Pricing: Pricing declined in NSW by 15.2%, 11.9% and 11.5% respectively for calendar years 2018, 2019 and 2020. In Victoria, pricing declined by 8.7%, 2.9% and 7.7% for the same periods. Pricing declined in Queensland by 19.2%, 12.8% and 13.5% respectively for calendar years 2018, 2019 and 2020 and 8.6%, 11.1% and 16.8% in South Australia.
Finkel Report Review: With electricity prices soaring and uncertainty around the future security of supply, the Federal Government tasked Alan Finkel, the chief scientist to come up with a solution. More importantly, he had to come up with a solution that would be supported by all sides of politics. Otherwise, there is little prospect of it being adopted.
The key recommendations of the Finkel Report that has recently been released are as follows:
Clean Energy Target: The Labor Party has been pushing for an emissions trading scheme and the Right faction of the Liberal Party are against this. The panel were made aware that an emission trading scheme was not an option for the Government.

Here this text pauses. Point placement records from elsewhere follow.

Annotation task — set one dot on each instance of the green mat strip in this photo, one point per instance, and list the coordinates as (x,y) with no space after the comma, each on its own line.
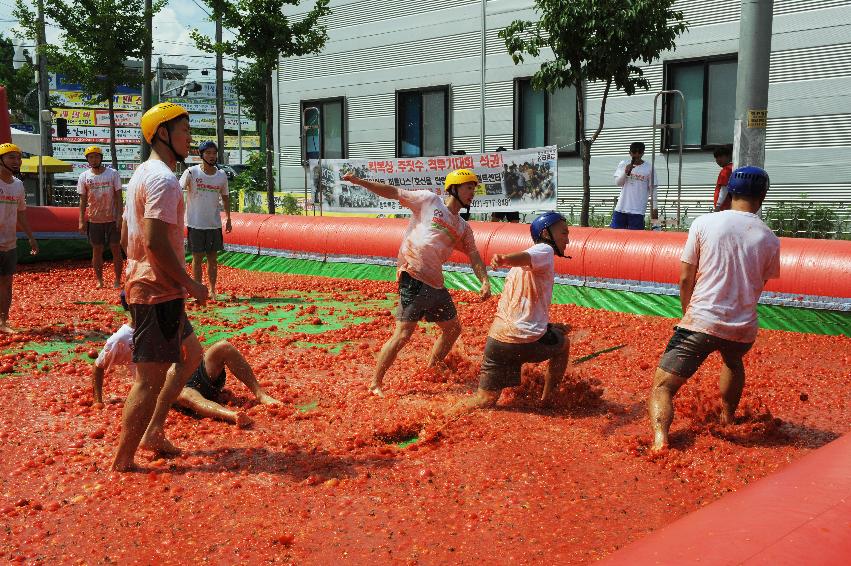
(772,317)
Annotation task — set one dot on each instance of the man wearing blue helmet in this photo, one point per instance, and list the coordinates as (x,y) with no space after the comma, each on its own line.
(728,258)
(521,331)
(205,184)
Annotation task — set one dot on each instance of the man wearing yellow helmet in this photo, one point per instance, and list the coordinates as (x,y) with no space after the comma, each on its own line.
(436,229)
(165,348)
(100,197)
(13,205)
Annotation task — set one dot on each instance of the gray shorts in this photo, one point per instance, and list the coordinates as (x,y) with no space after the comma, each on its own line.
(420,301)
(503,361)
(204,241)
(8,262)
(688,349)
(103,234)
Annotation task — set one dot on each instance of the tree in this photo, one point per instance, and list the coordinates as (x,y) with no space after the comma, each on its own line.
(97,38)
(18,82)
(265,35)
(594,40)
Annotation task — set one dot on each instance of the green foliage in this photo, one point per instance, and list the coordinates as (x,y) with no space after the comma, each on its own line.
(797,220)
(594,41)
(18,83)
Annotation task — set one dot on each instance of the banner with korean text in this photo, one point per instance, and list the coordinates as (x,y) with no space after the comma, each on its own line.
(522,180)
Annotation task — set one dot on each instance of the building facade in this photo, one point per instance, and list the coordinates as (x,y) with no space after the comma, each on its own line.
(432,77)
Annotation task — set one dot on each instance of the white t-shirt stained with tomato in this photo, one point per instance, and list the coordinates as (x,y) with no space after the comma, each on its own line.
(203,195)
(431,236)
(735,253)
(524,306)
(153,192)
(100,193)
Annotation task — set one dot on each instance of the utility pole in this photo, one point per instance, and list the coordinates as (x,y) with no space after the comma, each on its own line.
(752,83)
(147,50)
(220,89)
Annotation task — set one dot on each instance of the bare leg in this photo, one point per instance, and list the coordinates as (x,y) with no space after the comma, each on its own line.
(97,263)
(388,353)
(212,272)
(556,369)
(661,405)
(197,267)
(732,383)
(138,409)
(481,400)
(117,264)
(5,302)
(223,354)
(192,400)
(154,438)
(450,330)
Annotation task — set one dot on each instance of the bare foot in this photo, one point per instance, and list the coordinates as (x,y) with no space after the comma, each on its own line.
(266,399)
(160,444)
(243,420)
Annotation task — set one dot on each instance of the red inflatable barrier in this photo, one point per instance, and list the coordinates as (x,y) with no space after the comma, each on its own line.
(799,515)
(808,267)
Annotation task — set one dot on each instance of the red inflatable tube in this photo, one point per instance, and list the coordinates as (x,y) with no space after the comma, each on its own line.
(799,515)
(808,267)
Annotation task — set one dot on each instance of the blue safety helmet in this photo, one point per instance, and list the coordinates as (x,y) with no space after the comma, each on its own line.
(748,181)
(207,145)
(543,222)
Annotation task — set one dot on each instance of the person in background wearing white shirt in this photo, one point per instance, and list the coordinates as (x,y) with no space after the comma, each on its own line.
(521,331)
(100,196)
(13,206)
(728,258)
(638,181)
(204,185)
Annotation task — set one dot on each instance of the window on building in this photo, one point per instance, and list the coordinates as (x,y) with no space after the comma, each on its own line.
(709,87)
(544,118)
(328,140)
(422,122)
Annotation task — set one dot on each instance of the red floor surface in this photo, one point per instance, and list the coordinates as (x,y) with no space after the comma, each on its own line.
(521,484)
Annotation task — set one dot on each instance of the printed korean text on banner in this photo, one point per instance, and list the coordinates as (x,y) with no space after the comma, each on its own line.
(522,180)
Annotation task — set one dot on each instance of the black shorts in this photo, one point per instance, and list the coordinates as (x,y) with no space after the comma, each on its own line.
(8,262)
(103,233)
(503,362)
(688,349)
(201,382)
(159,331)
(420,301)
(202,241)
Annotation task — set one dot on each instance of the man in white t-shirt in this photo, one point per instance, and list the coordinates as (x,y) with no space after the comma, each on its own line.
(435,230)
(521,331)
(100,200)
(204,185)
(13,206)
(638,181)
(728,258)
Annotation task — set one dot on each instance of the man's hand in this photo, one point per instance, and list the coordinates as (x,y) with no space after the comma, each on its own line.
(485,291)
(198,291)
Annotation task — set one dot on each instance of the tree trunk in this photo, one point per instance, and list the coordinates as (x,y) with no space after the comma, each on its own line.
(585,153)
(270,146)
(112,132)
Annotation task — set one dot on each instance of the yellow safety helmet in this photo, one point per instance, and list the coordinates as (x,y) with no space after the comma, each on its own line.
(159,114)
(8,148)
(459,177)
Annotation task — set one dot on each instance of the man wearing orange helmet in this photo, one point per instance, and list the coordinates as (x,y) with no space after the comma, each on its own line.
(436,229)
(12,206)
(100,196)
(165,348)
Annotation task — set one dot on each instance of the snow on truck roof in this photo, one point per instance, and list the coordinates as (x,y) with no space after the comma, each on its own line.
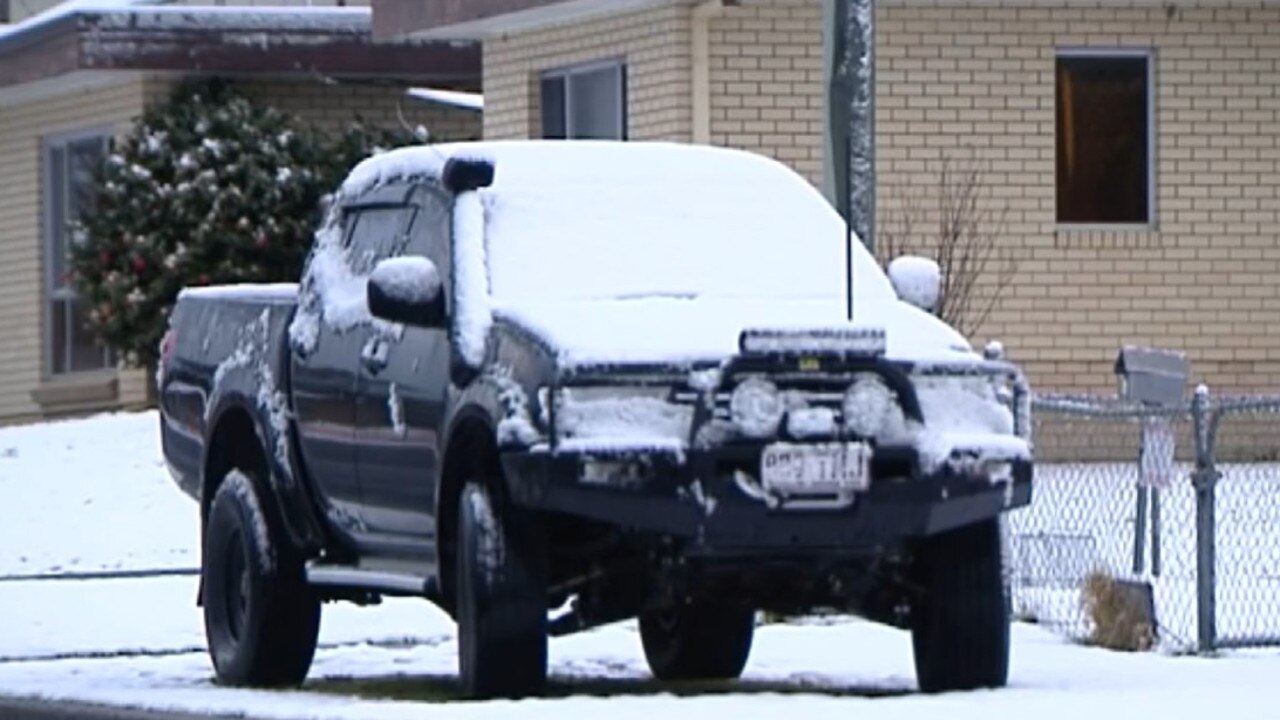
(641,250)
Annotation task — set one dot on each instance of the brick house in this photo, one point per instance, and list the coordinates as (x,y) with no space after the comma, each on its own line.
(1133,146)
(72,78)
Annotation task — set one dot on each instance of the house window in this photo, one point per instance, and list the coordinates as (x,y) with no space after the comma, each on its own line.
(1104,139)
(69,182)
(588,101)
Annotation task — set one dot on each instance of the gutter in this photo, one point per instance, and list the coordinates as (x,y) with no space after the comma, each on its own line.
(700,53)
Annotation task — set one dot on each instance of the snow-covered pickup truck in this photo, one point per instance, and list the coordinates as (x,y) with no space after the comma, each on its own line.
(554,384)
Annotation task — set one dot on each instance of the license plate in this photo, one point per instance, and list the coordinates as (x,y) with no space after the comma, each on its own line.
(816,469)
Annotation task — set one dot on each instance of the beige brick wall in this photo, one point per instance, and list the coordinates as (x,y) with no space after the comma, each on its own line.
(654,44)
(334,106)
(974,83)
(113,108)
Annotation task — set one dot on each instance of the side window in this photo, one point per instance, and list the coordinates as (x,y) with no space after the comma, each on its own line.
(374,235)
(1104,137)
(432,236)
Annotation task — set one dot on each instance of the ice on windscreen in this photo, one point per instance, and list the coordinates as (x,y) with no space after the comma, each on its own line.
(915,279)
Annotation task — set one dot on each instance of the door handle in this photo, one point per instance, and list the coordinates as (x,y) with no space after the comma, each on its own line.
(374,355)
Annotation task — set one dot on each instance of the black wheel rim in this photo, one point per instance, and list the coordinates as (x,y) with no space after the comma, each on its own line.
(236,591)
(667,620)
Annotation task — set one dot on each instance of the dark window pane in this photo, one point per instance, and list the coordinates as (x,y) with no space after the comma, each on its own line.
(553,108)
(83,158)
(378,233)
(58,356)
(1102,140)
(595,106)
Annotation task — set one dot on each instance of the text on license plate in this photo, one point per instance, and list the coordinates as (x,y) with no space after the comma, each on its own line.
(816,469)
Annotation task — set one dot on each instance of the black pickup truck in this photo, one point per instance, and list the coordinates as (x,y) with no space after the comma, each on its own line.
(554,384)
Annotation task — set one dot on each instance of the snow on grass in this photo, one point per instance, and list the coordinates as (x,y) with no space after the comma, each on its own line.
(835,670)
(91,495)
(94,495)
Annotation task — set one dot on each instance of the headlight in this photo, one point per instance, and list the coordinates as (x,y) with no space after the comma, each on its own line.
(871,406)
(757,408)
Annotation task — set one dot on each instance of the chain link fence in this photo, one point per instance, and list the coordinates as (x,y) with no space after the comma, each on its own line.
(1178,507)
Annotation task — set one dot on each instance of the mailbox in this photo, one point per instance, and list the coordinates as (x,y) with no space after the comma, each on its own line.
(1152,376)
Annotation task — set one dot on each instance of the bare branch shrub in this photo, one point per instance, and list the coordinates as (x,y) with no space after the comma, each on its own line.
(1120,614)
(967,242)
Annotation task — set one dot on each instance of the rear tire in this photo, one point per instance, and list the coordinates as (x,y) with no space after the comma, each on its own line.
(960,624)
(698,641)
(261,619)
(501,598)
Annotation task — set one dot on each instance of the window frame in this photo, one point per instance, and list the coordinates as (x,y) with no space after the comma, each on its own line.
(565,73)
(1148,55)
(53,290)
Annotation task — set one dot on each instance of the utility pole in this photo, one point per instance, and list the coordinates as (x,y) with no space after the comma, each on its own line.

The Finkel Report proposes a new Clean Energy Target with the existing scheme to end in 2020.
The clean energy target (CET) would work in a similar way to the existing RET and would be aimed at encouraging investment in new low-emission power generation.
The government would set an emissions intensity target, which could be reduced over time to meet Australia’s international climate change obligations.
Electricity generators would be issued certificates for the electricity they produce in proportion to how far their emissions intensity is below the threshold. All types of electricity generation would quality provided that they were below the emissions intensity threshold.
Electricity retailers would be obliged to purchase certificates to demonstrate to the Government that a pre-determined share of their electricity came from low emissions generators.
The chief scientist and his expert panel also investigated an emissions intensity scheme (EIS) but the Federal Government had already ruled out implementing such a scheme before Dr. Finkel delivered his preliminary report.
The panel concluded that CET would have similar ability to achieve the required level of emissions reduction in the electricity sector securely and reliably, with price benefits to consumers relative to business as usual. Some others dispute this and put forward modelling to confirm that an energy intensive emissions scheme would deliver better results.
Closure of Coal Fired Generation: The report identifies the retirement of old coal-fired generators as being a major challenge.
The short notice given for the closure of the Hazelwood and Port Augusta has led to the possibility of South Australia and Victoria facing black outs next summer.
The Australian Energy Market Operator is looking at bringing on short-term generation to fill the gap, and will be offering payment for big power users to curtail their energy use if required.
Voltage and Frequency: Distributed generation connected to a network such as solar and wind can have negative impacts particularly at times of high penetration. The source of energy fluctuates widely from day to day and hour to hour. This can lead to voltage fluctuation and other technical issues which can cause failures in the network. These issues will be addressed by a generator reliability requirement for new generators. Multiple wind or solar projects could pair with a large scale battery installation or gas plant to achieve the standards. There are some fears that this could push up the costs of renewable energy projects.
These measures would need to be supported by both sides of politics to have any chance of being adopted and it is unclear yet whether this will happen. These measures would create a much better climate for new investment and hence could assist in reducing the current level of pricing.